I find a certain aspect of GIT very confusing: the phrase “pull request”. It seems that pull is grabbing from repo, while push is re-submit changed code to the repo. But then a contribution should be named “push request”, or?
I want to be able to resubmit code, so I guess I need SSH. I haven’t written any Haiku contribution yet, but I would like to do so some day in the future. I’m planning on having a look at the automatic UEFI bootloader installer (or more precisely the current absense of such).
Can I clone without SSH and later submit with SSH?
You “pull” updated changes from other repos/branches. You “push” your changes to repos/branches.
Then you request the maintaners do a “pull” of your changes onto their repos/branches. Thus… PR = Pull request.

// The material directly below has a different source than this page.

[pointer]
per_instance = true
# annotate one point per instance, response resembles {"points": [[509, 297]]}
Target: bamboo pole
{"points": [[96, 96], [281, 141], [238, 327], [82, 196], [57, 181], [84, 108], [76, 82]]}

Other places prefer to use MR / Merge request instead, as what you want in the end is your code to be merged. But your code might get in by other means than “git merge” so… ¯\_(ツ)_/¯
Yes. You can clone in “anonymous” mode ( git clone https://review.haiku-os.org/haiku), and later on change the “git remotes”.
My first clone (with --depth=1 just to speed things up) was an anonymous one, and later on I was able to push some changesets withouth much hiccups (after setting up the correct git remotes, of course).
A “pull request” is originally when you ask (request) someone else to pull your changes into their repository or branch (to which you are not allowed to push directly).
Note that this is not a “git” name but a Github one. Gitlab says “merge request” and Gerrit (which we use) says “change request”.
Not strictly, it is also possible to generate an HTTP password from Gerrit web interface and use that. But then you have to enter the password each time you push something, while with ssh you can store the key in a file.